Com mais um recurso de concorrente ,balsa do Jacuí se torna um embrólio para o Dnit ……. e para Cachoeira

Contratação da balsa do Jacuí vira foco de controvérsia administrativa

A concorrência pela contratação da balsa encarregada da travessia de veículos no Rio Jacuí, durante a interdição total da Ponte do Fandango, em Cachoeira do Sul, teve mais um desdobramento no âmbito administrativo. A empresa Lacel Soluções em Serviços protocolou recurso contra a decisão do Departamento Nacional de Infraestrutura de Transportes (Dnit) que a desclassificou do pregão eletrônico.

No recurso, a Lacel afirma que sua inabilitação ignora uma decisão judicial anterior que reconheceu a regularidade de sua documentação e determinou o prosseguimento da licitação.

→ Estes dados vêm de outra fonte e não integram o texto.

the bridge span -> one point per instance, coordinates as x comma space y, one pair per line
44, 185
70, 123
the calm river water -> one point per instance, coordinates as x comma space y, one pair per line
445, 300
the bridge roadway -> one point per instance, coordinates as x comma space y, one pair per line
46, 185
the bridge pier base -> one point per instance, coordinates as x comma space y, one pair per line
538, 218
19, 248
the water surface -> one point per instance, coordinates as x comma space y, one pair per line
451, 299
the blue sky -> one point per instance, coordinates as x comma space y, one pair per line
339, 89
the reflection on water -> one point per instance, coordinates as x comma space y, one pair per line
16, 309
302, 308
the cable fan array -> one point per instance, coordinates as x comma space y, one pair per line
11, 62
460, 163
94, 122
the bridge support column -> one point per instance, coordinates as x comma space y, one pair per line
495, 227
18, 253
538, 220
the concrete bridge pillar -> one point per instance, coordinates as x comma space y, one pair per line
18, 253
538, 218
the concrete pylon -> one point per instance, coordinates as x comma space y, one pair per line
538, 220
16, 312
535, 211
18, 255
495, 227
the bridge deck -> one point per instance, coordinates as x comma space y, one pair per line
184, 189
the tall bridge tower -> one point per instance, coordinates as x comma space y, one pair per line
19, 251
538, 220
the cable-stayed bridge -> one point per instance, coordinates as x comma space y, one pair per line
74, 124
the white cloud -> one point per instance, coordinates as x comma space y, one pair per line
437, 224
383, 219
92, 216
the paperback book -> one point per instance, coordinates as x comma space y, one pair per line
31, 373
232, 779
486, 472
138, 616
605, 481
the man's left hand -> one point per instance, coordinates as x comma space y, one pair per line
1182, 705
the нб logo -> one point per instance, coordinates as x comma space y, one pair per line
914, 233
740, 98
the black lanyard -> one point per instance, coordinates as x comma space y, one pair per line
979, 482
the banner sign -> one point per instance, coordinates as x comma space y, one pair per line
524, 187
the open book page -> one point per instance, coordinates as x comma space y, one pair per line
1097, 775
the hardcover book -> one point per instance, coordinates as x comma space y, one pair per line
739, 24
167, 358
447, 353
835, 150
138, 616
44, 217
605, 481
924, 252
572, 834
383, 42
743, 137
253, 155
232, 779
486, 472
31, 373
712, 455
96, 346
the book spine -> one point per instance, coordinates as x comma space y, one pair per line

Conforme a empresa, mesmo diante desse posicionamento da Justiça, o Dnit voltou a considerá-la inapta, o que, segundo a alegação, viola princípios que regem a administração pública. Esta é a segunda exclusão da empresa no mesmo processo licitatório.

Com a nova desclassificação da Lacel, o Dnit declarou habilitada a empresa Estaleiro Naval Couto, proprietária da balsa Deusa do Jacuí, que atualmente realiza a travessia no município. No início do certame, tanto a Lacel quanto a Naval Couto haviam sido consideradas inabilitadas, retornando à disputa após a apresentação de recursos administrativos.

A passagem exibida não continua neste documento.